Vu la procédure suivante :

Par une requête, enregistrée le 7 juillet 2025, M. et Mme G et E C et M. F A, représentés par Me Rosier, demandent au tribunal :

1°) d'annuler l'arrêté n° DP 03012724R0041 du 3 février 2025 par lequel le maire de la commune de Gaujac ne s'est pas opposé à la déclaration préalable déposée par M. D ;

2°) de mettre à la charge de l'État ou la commune de Gaujac une somme de 1 500 euros en application de l'article L. 761-1 du code de justice administrative.

Par un mémoire en défense enregistré le 28 aout 2025, la commune de Gaujac, représentée par Me d'Albenas, conclut au rejet de la requête pour irrecevabilité et demande à ce qu'une somme de 2 500 euros soit mise à la charge des requérants en application des dispositions de l'article L. 761-1 du code de justice administrative.

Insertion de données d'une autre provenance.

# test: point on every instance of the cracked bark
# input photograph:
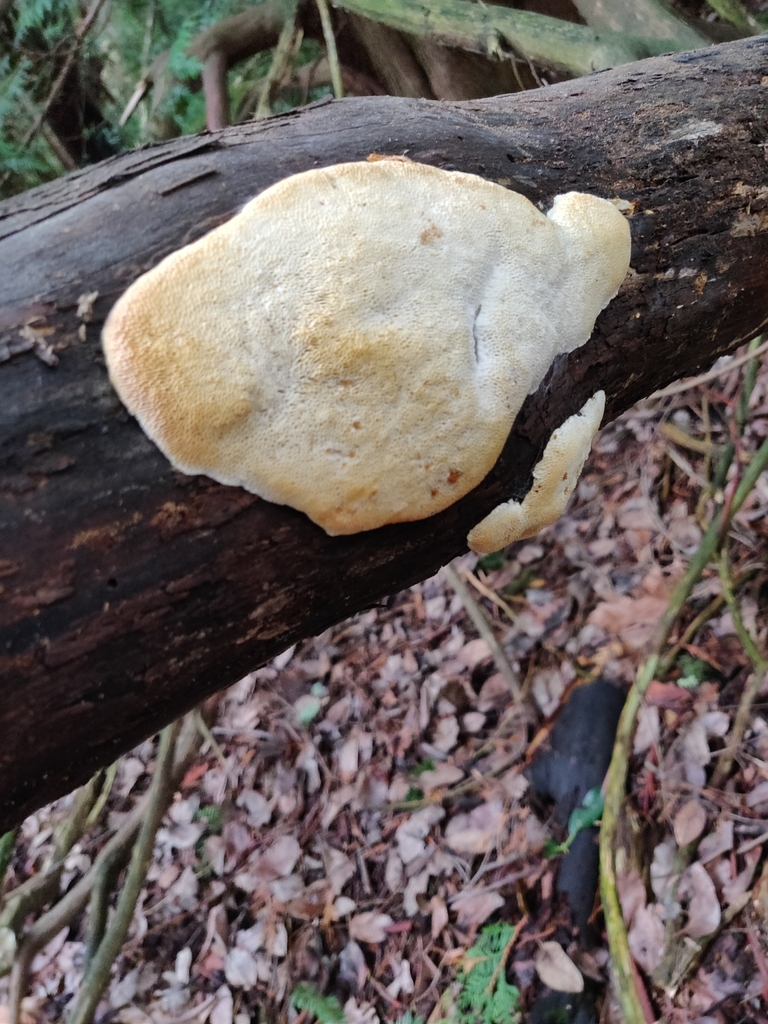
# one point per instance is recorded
(130, 592)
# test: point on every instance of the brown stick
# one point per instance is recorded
(216, 90)
(131, 591)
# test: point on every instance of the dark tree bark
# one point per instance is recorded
(130, 591)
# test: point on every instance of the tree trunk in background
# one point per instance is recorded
(129, 591)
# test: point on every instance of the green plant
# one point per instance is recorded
(327, 1009)
(485, 995)
(581, 817)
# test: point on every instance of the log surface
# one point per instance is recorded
(128, 591)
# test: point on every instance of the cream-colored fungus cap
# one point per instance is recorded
(357, 341)
(555, 477)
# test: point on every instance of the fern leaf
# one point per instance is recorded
(327, 1009)
(486, 996)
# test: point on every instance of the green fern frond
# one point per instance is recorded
(50, 18)
(327, 1009)
(486, 996)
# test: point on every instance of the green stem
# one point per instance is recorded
(97, 975)
(484, 28)
(7, 842)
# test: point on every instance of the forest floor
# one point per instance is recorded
(366, 809)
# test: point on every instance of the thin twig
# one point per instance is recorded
(75, 900)
(616, 778)
(483, 628)
(760, 667)
(491, 595)
(278, 68)
(333, 56)
(712, 375)
(80, 34)
(7, 842)
(615, 786)
(97, 974)
(109, 781)
(43, 887)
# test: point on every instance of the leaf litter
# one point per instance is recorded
(366, 833)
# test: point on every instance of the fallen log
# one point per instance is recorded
(129, 591)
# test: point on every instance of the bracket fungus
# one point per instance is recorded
(357, 341)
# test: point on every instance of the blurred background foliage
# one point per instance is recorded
(82, 81)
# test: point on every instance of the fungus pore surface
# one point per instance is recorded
(357, 341)
(555, 476)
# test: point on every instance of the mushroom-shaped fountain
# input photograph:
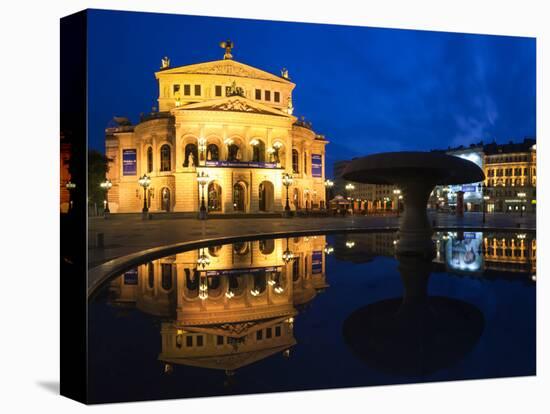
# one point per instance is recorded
(416, 174)
(416, 335)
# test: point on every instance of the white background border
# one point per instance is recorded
(29, 329)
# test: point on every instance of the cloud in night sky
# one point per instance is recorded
(367, 89)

Vu les autres pièces du dossier.

Vu le code de justice administrative.

Vu le code de l'urbanisme.

Considérant ce qui suit :

1. Aux termes de l'article R. 222-1 du code de justice administrative : " Les présidents de tribunal administratif () et les présidents de formation de jugement des tribunaux () peuvent, par ordonnance : / () 4º Rejeter les requêtes manifestement irrecevables, lorsque la juridiction n'est pas tenue d'inviter leur auteur à les régulariser ou qu'elles n'ont pas été régularisées à l'expiration du délai imparti par une demande en ce sens ; " ;

2. Aux termes de l'article R. 612-1 du même code : " Lorsque des conclusions sont entachées d'une irrecevabilité susceptible d'être couverte après l'expiration du délai de recours, la juridiction ne peut les rejeter en relevant d'office cette irrecevabilité qu'après avoir invité leur auteur à les régulariser. / () / La demande de régularisation mentionne qu'à défaut de régularisation, les conclusions pourront être rejetées comme irrecevables dès l'expiration du délai imparti qui, sauf urgence, ne peut être inférieur à quinze jours " ;

3. Aux termes de l'article R. 600-4 du code de l'urbanisme : " Les requêtes dirigées contre une décision relative à l'occupation ou l'utilisation du sol régie par le présent code doivent, à peine d'irrecevabilité, être accompagnées du titre de propriété, de la promesse de vente, du bail, du contrat préliminaire mentionné à l'article L. 261-15 du code de la construction et de l'habitation, du contrat de bail, ou de tout autre acte de nature à établir le caractère régulier de l'occupation ou de la détention de son bien par le requérant./() " ;

4. En dépit de la demande de régularisation qui a été adressée aux requérants le 10 juillet 2025 et qui a été consulté le même jour selon l'accusé de réception délivré par l'application Télérecours, les requérants n'ont pas, à l'expiration du délai de quinze jours qui leur était imparti, produit un quelconque acte de nature à établir le caractère régulier de l'occupation ou la détention de leurs biens. Par suite, leur requête est irrecevable et doit être rejetée en application du 4° de l'article R.222-1 précité du code de justice administrative.

5. Il n'y a pas lieu, dans les circonstances de l'espèce, de mettre à la charge des requérants la somme que demande la commune de Gaujac sur le fondement des dispositions de l'article L. 761-1 du code de justice administrative.

O R D O N N E :

Article 1er : La requête de M. et Mme G et E C et de M. F A est rejetée.

Article 2 : Les conclusions présentées par la commune de Gaujac au titre de l'article L.761-1 du code de justice administre sont rejetées.

Article 3 : La présente ordonnance sera notifiée à M. G C, à Mme E C, à M. A F, à la commune de Gaujac et à M. B D.

Fait à Nîmes, le 19 septembre 2025.

La présidente de la 1ère chambre,

C. BOYER

La République mande et ordonne au préfet du Gard en ce qui le concerne ou à tous huissiers de justice à ce requis en ce qui concerne les voies de droit commun contre les parties privées, de pourvoir à l'exécution de la présente décision.